Es parte de los “memes” con que se condiciona o limita la potencialidad humana. O quizás no; simplemente, es posible también que solamente sea expresión de la tortuosidad leguleya del espíritu social. A riesgo de ganarme el desdén o el oprobio de amigos licenciados en esas artes, debemos convenir que el academicismo, tan caro al intelecto de estos siglos supuestamente progresistas, caen en discusiones bizantinas.
El lenguaje es fuente de enfermedad y sanación. De claridades y confusiones. Su manipulación, hasta invierte el orden social, y así pasamos del refrán del siglo XIX que decía “las excepciones no son regla” a la frase muy siglo XX y XXI “la excepción a la regla”, que no significa nada porque es exactamente lo opuesto a la frase original. Pero que como cotorritas andamos por la vida repitiendo entre miradas sonrientes que asienten.
En estas lides y lares de análisis del lenguaje, psicólogos –si clínicos o sociales, semiólogos o epistemólogos, sociólogos o filósofos- han tomado por asalto el territorio idiomático y “va de suyo” que se les reconoce autoridad “en tanto” autoridad manifiesten. Y aún más; no sólo los decires, nuestros decires, hablan –según ellos- de nuestra distinción entre lo verdadero y lo falso, sino de nuestra salud o insanía conductual.
Aparecieron los psicólogos y psicoanalistas, entonces, que a través de la reflexión sobre lo que decimos y cómo lo decimos (porque la telepatía aún se les escapa) nos diagnostican, nos orientan, nos terapeutizan (si el neologismo no existe, habría que inventarlo). Con título. Académico, claro. Porque si no, vaya ejercicio ilegal de la praxis profesional en qué incurrimos.
Y es cuando me quedé pensando en amigos, en papás y mamás. En toda esa gente que a través de los años se sentó a escuchar nuestras cuitas, y a darnos consejos. Según su buen (o no) saber y entender, lo que debíamos hacer, lo que pensaban de nuestro pensar. Psicólogos sin títulos, ad honorem y free lance. Pero con mayor o menor fortuna, lo mismo.
¿Tendremos que denunciar a nuestros caros amigos, consejeros de nuestro espíritu?. ¿Violaremos en complicidad con ellos ciertos artículos del Código Penal, en lo que “apropiación indebida de títulos y honores” se refiere?. ¿Estaremos atentando contra la salud mental de la población al prestar el hombro para el amigo acongojado, escuchar su drama y darle nuestra opinión?. Ya sé, dirán ustedes que no nos cobra. Ups, pero los códigos penales son claros. Se cobre o no, ejercer sin título una profesión es delito. El psicólogo tiene título, me escucha y opina. Mi amigo no tiene título, escucha y opina. ¿es mi amigo un estafador de la fe pública?. ¿Debo huir cuando trate de darme un parecer?. ¿Soy venal cuando lo pido?.

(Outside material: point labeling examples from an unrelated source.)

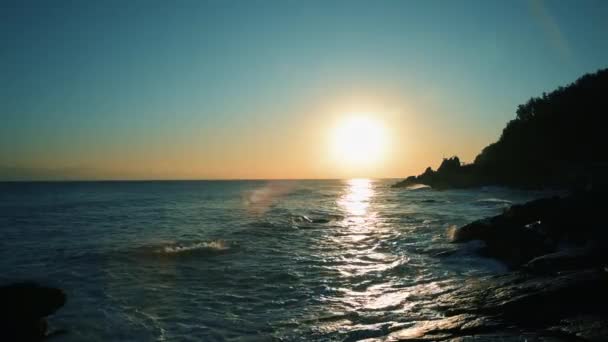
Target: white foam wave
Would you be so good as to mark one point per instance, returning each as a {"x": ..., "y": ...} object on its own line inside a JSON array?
[{"x": 216, "y": 245}]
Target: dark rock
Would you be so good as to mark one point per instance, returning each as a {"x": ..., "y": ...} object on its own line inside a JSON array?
[
  {"x": 528, "y": 231},
  {"x": 24, "y": 308}
]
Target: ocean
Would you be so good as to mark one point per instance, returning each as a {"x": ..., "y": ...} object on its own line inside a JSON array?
[{"x": 330, "y": 260}]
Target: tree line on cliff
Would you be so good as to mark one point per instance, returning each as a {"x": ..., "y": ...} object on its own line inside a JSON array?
[{"x": 555, "y": 140}]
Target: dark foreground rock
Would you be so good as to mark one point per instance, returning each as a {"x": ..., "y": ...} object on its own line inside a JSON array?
[
  {"x": 557, "y": 289},
  {"x": 24, "y": 309},
  {"x": 547, "y": 234},
  {"x": 519, "y": 306}
]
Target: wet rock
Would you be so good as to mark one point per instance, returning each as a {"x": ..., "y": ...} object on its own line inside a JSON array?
[
  {"x": 567, "y": 259},
  {"x": 540, "y": 227},
  {"x": 24, "y": 308}
]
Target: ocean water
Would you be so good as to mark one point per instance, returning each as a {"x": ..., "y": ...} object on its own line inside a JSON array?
[{"x": 329, "y": 260}]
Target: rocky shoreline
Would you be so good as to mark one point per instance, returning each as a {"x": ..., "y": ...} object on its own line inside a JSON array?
[
  {"x": 556, "y": 289},
  {"x": 25, "y": 307}
]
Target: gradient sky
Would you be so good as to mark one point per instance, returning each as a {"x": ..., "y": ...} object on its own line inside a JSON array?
[{"x": 251, "y": 89}]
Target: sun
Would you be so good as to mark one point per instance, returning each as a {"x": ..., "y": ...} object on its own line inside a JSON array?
[{"x": 359, "y": 141}]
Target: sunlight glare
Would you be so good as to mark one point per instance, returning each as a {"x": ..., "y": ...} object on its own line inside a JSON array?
[{"x": 359, "y": 142}]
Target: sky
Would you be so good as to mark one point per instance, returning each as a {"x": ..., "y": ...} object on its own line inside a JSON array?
[{"x": 256, "y": 89}]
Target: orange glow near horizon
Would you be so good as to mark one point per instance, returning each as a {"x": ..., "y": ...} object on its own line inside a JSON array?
[{"x": 359, "y": 142}]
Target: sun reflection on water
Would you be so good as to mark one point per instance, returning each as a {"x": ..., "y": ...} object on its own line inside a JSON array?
[{"x": 356, "y": 201}]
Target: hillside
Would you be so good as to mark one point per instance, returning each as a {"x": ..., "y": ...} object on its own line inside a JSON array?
[{"x": 555, "y": 140}]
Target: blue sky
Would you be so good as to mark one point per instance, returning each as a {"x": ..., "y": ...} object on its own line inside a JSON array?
[{"x": 115, "y": 87}]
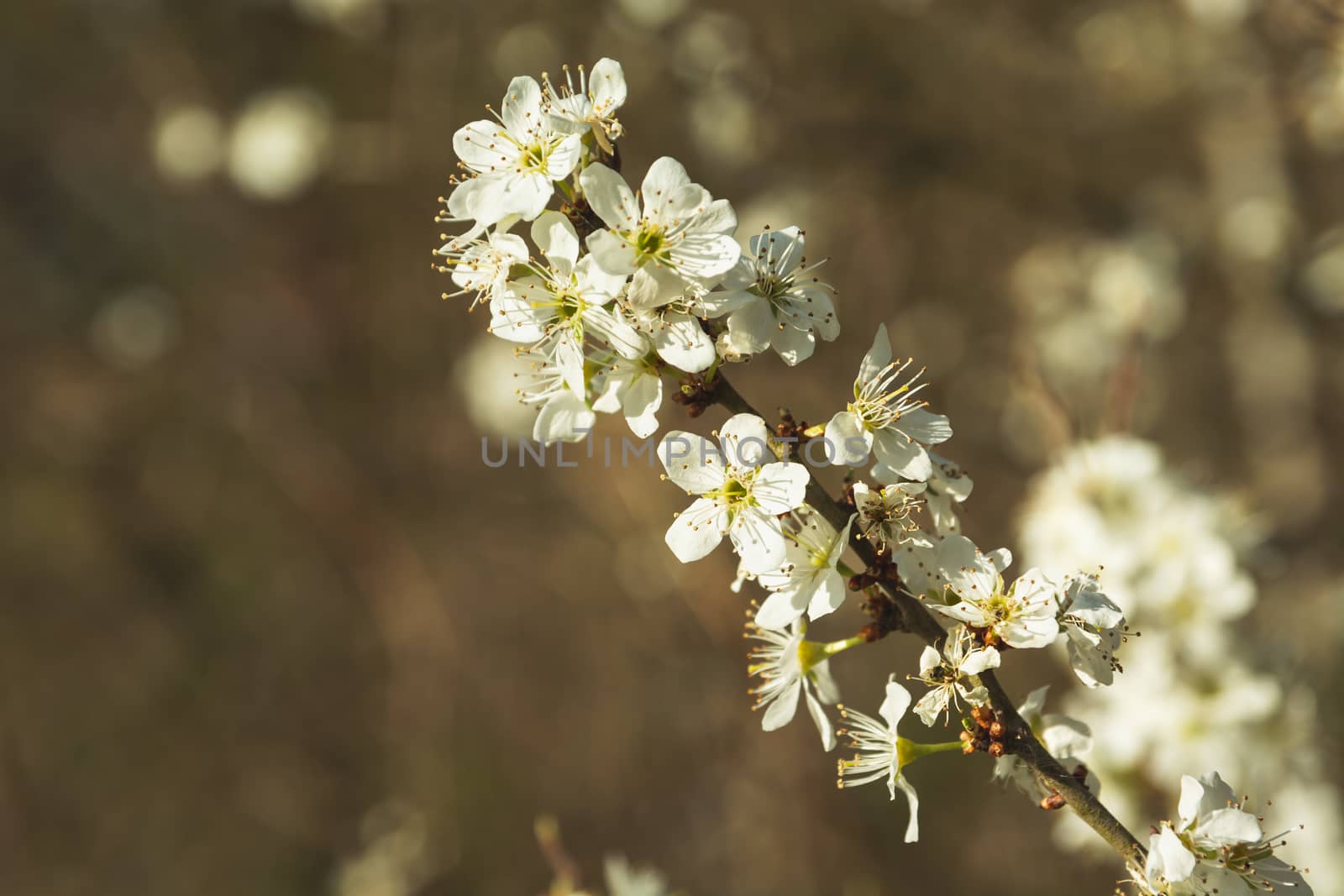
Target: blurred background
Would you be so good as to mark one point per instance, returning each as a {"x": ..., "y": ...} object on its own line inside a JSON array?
[{"x": 269, "y": 624}]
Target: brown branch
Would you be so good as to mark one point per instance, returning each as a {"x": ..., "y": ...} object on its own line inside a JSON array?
[{"x": 920, "y": 621}]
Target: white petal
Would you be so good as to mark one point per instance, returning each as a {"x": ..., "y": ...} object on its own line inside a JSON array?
[
  {"x": 877, "y": 358},
  {"x": 1028, "y": 631},
  {"x": 746, "y": 441},
  {"x": 664, "y": 176},
  {"x": 555, "y": 237},
  {"x": 718, "y": 217},
  {"x": 781, "y": 486},
  {"x": 824, "y": 684},
  {"x": 759, "y": 540},
  {"x": 691, "y": 461},
  {"x": 897, "y": 454},
  {"x": 929, "y": 660},
  {"x": 685, "y": 344},
  {"x": 932, "y": 705},
  {"x": 783, "y": 248},
  {"x": 828, "y": 595},
  {"x": 1178, "y": 862},
  {"x": 640, "y": 405},
  {"x": 847, "y": 439},
  {"x": 1230, "y": 826},
  {"x": 564, "y": 157},
  {"x": 925, "y": 426},
  {"x": 913, "y": 799},
  {"x": 705, "y": 255},
  {"x": 564, "y": 418},
  {"x": 895, "y": 705},
  {"x": 698, "y": 531},
  {"x": 792, "y": 345},
  {"x": 483, "y": 145},
  {"x": 627, "y": 340},
  {"x": 780, "y": 610},
  {"x": 606, "y": 86},
  {"x": 781, "y": 710},
  {"x": 981, "y": 660},
  {"x": 752, "y": 327},
  {"x": 967, "y": 570},
  {"x": 824, "y": 727},
  {"x": 522, "y": 107},
  {"x": 612, "y": 253},
  {"x": 611, "y": 197}
]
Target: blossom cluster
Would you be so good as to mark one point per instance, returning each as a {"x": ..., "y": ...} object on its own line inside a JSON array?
[
  {"x": 1173, "y": 560},
  {"x": 656, "y": 285},
  {"x": 620, "y": 291}
]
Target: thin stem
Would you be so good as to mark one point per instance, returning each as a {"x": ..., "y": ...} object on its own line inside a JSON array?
[{"x": 920, "y": 621}]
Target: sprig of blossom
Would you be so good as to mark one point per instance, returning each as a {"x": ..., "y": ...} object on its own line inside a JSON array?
[
  {"x": 886, "y": 418},
  {"x": 1021, "y": 616},
  {"x": 885, "y": 513},
  {"x": 1095, "y": 627},
  {"x": 1215, "y": 846},
  {"x": 738, "y": 492},
  {"x": 806, "y": 580},
  {"x": 945, "y": 672},
  {"x": 772, "y": 301},
  {"x": 790, "y": 668}
]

¿Y los padres?. ¿Qué pasa con tantos consejos paternos y maternos, dados al calor de la cena, al costado de la cama, en reunión familiar?. ¿Deberán los hijos denunciar a sus padres por ejercicio ilegal de la medicina?.

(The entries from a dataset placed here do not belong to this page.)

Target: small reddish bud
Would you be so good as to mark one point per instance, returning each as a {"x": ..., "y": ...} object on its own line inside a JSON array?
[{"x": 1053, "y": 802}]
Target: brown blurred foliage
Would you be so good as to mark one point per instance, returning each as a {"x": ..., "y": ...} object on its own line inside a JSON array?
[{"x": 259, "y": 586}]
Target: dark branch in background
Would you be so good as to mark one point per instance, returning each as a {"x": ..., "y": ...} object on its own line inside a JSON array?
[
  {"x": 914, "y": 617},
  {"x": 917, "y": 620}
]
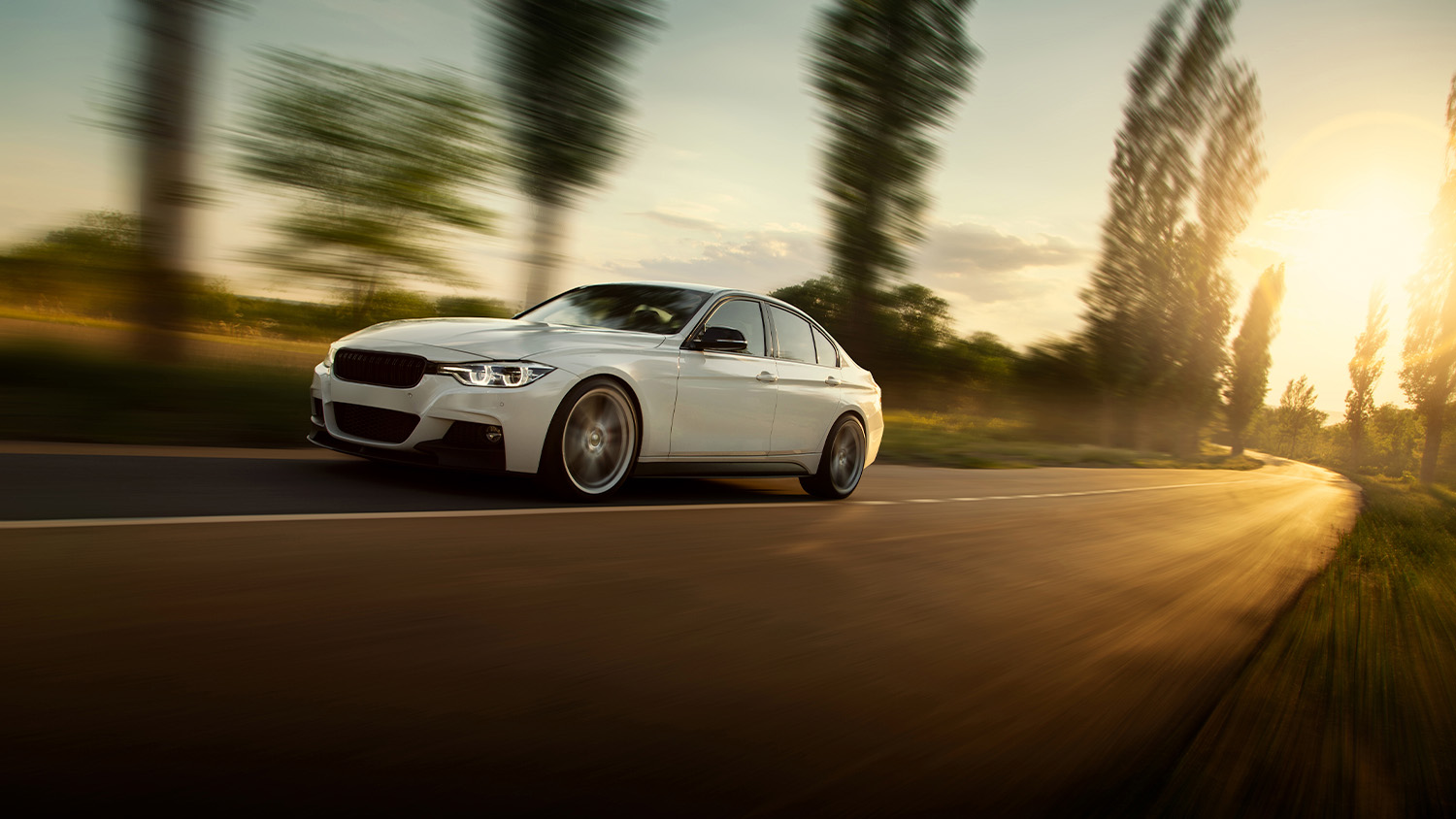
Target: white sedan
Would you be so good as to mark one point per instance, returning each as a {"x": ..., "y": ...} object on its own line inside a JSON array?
[{"x": 606, "y": 381}]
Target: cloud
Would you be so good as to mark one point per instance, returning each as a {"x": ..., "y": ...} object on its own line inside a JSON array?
[
  {"x": 673, "y": 218},
  {"x": 759, "y": 261},
  {"x": 987, "y": 265}
]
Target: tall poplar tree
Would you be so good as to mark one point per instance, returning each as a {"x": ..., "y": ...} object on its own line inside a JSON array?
[
  {"x": 888, "y": 73},
  {"x": 160, "y": 110},
  {"x": 1185, "y": 169},
  {"x": 562, "y": 70},
  {"x": 1429, "y": 355},
  {"x": 1365, "y": 372},
  {"x": 1249, "y": 377}
]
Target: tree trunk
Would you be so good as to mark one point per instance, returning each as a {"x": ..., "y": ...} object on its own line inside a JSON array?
[
  {"x": 545, "y": 255},
  {"x": 1109, "y": 417},
  {"x": 1435, "y": 423},
  {"x": 168, "y": 130}
]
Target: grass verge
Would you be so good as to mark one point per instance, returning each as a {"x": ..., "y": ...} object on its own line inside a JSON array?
[
  {"x": 969, "y": 442},
  {"x": 1348, "y": 708},
  {"x": 55, "y": 392}
]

¡Y los curas!. Cuando la devota señorita visita al cura de su parroquia para contarle sus problemas y pedirle consejo, ¿lo invita, no a una concuspicencia carnal (bah, quizás también) sino a cometer un ilícito académico?. Agravado, porque el cura sí que cobra. ¿Son entonces los confesionarios parte de la logística de una asociación internacional de crimen organizado?.
Esta sociedad tiene tanta obsesión por ponerle etiqueta a todo, por introducir a los empellones si fuera necesario toda actividad en contextos controlables y burocráticos (llámense universidades o sindicatos) que ha transformado en profesión respetable la simple solidaridad espiritual.
¿Estoy diciendo que la formación especializada de los analistas no sirve?. ¡Claro que sí!. Enormemente. Y serviría mucho más aún si nuestra naturaleza, menos egoísta y materialista y un poco más espiritualista hubiera aceptado formarse con esas técnicas por el sencillo placer de saber escuchar y saber orientar. Algo que tendría que ser espontáneo, sin necesidad de títulos.
Algo que, naturalizado, tantos dolores le habría ahorrado a esta Humanidad…
Últimamente me voy convenciendo de que la sociedad actual todo lo quiere legislar y burocratizar, con lo que el individuo quedará finalmente con cero libertades. Nos terminarán cobrando por respirar aire al aprobar una ley que nos indique que le estamos haciendo un «gasto» al planeta que tendremos que repercutir con impuestos en las arcas públicas para que gestionen este gasto. Tiempo al tiempo… Un saludo desde España.